The situation surrounding Moonshot AI's fundraising is characterized by high competition. Sources report that investors showed active interest since mid-2025, when the company began raising funds. This round attracted funds making their first investment in large models. For example, Cathay Innovation, which had previously announced a strategy focused on practical applications and ecosystems, now invested in Moonshot AI. This evidences growing hype comparable to the initial surge of interest in large models in early 2023, known as FOMO (fear of missing out).
The primary driver of this surge was the rapid increase in market capitalization for Zhipu AI and MiniMax following their Hong Kong IPOs. After listing in early 2026, both companies' stock prices grew significantly. Particularly after launching new models in February 2026, their market values reached new peaks: Zhipu AI exceeded HK$220 billion, and MiniMax reached HK$260 billion, 4–5 times their initial valuations. The attractiveness of the secondary market prompts primary market investors to seek opportunities in companies like Moonshot AI before their public debuts.
Hong Kong IPOs have also expanded the influence of Chinese large models onto the international stage.
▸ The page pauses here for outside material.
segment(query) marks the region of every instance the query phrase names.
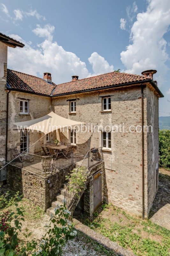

European investors, previously less active in financing Chinese tech companies, now show interest in Moonshot AI. High-speed decision-making was a key factor in securing a stake in Moonshot AI's previous $700 million funding round. The new round with a valuation exceeding $10 billion was essentially initiated by those who failed to secure a stake in the previous round.
The market capitalizations of Zhipu AI and MiniMax serve as benchmarks for valuing other large models companies. Previously, valuations of Moonshot AI and Baichuan AI were relatively low. Despite the current valuation exceeding $10 billion, they still significantly lag Zhipu AI (approximately $28 billion) and MiniMax (approximately $33 billion).
Confirmation of model company values on the secondary market changed the funding strategy of Moonshot AI and Baichuan AI: since mid-2025, they transitioned to continuous fundraising for rapid valuation increases. Thus, after announcing completion of a $500 million funding round in late December 2025, Moonshot AI immediately began a new $700 million round, followed by the current round with a valuation exceeding $10 billion. In just two months, Moonshot AI's valuation grew more than 2.
2 times.
Currently, all four leading large models startups are accelerating their capital acquisition on primary and secondary markets. Their main competitors — ByteDance, Alibaba, and Tencent — have already outpaced them, entering an active spending phase to attract users. Holiday advertising spending, including distributing billions of yuan in bonuses and promotion through popular platforms, evidences large companies' drive to dominate the "public AI applications" market.
For the four remaining startups, maintaining positions in the first tier of technological development is a paramount task. Baichuan AI chairman Ying Qi recently noted that maintaining competitiveness in foundational model development requires annual investments of 3–5 billion yuan. High valuations and investor willingness to fund on primary and secondary markets are optimistic signals for startups.